What made this movie were the scenes with Frankenstein's monster lurking in the shadows of society, waiting for the right time to try to take a chance on being accepted despite who or what he is. We get to see the progression of an ugly and relatively innocent "creation" to the "fiend" he becomes when people show hatred towards him. The monster's rejection from civilization is one of the main premises of the story, making him the "monster" that he is, and this element of the tale is often left unexplained in other versions of Frankenstein (including the very popular 30s version).

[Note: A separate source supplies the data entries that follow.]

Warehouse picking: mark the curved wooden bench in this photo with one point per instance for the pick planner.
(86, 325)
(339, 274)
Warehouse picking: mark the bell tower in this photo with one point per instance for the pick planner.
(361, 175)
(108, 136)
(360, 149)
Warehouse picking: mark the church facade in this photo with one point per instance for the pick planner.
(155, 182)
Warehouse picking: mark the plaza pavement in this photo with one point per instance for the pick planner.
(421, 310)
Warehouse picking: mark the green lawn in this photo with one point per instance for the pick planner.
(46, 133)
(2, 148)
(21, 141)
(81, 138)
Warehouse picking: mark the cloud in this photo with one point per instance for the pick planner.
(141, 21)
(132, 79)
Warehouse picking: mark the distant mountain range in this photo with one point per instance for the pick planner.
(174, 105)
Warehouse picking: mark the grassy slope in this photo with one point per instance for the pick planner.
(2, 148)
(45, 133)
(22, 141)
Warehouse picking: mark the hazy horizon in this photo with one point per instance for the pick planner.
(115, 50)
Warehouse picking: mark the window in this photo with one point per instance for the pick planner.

I also thought the background of this movie and scenery where accurate for this film's story.The crew aboard the cold icy seas looking for a chance at a better existence. The confronation between Frankenstein and his creation in an cold, icy setting. Frankenstein's monster lurking in a forest, watching a typicial family in an attempt to comprehend how people and society operate. These settings highlight the dreariness and isolation that both Frankenstein and his creation feel.

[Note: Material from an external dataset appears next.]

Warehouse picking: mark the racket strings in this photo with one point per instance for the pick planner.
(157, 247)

In my opinion, this is one of the best horror movies out there. This movie deals with the wrongs that are created when one tries to "correct" a problem with technology. Kenneth Branaugh and Robert De Niro do excellent jobs in this depiction of the Frankenstein story. An overall very good horror movie that I recommend for anyone.


5 out of 5 stars Outstanding Version Of The Immortal Tale   June 18, 2006
 11 out of 11 found this review helpful

Both one of the most horror-oriented and one of the most thought-provoking versions of the often-filmed tale, "Mary Shelley's Frankenstein" brings together a great cast - spearheaded by Robert DeNiro as the Monster and Kenneth Brannagh as Victor Von Frankenstein - for a big, epic production. It features stunning visual imagery and grand atmosphere, and some truly haunting quotes from the Monster. The Monster is perhaps the best developed here of all his screen appearances, a brilliant and sensitive soul being consumed by the rage and darkness inside his artificial being. Rarely has the picture of a monster's brutality being shaped by the world it's found itself thrust into been handled so brilliantly, and the overall attributes of the creature this brutality grows in - superhuman strength, a slowly emerging genius intellect, powerful emotions the creature has never had the chance to learn to control (having been 'born' fully grown), unnatural resistance to injury and heightened endurance, etc. - makes for a frightening force. Victor Von Frankenstein's portrayal is not one of a man who conciously chose to ignore the moral considerations and responsibilities of what he's doing, but a man upon whom such concerns simply never dawned for a second, until he's face to face with the consequences of his actions and it's too late for second thoughts. This has been said of the Frankenstein tale time and time again, but it continues to hold up: this story gets more eerily relevant to the modern world with each passing year.

It's among the career highlights for everyone involved, and with not only heavyweights DeNiro and Brannagh onboard but also such excellent talent as Helena Bonham Carter, John Cleese (in a rare non-comedic role), Francis Ford Coppola and Frank Darabont (director of "The Green Mile" and "Buried Alive", among others), that's saying a lot. Excellnt movie; one of 1994's best



5 out of 5 stars Faithful and frightening   October 12, 2004
 10 out of 11 found this review helpful

Frankenstein is one of my all time favorite novels. Everytime I see it in the bookstore, I feel compelled to buy it again. I currently own more than half a dozen copies. This film version is very faithful to the original story. That is what makes this version so good. The tale itself is masterfully told, being equally disturbing, terrifying, and heartbreaking. This adaptation is passionately told, and worthy of having the name of the great Mary Shelley in the title.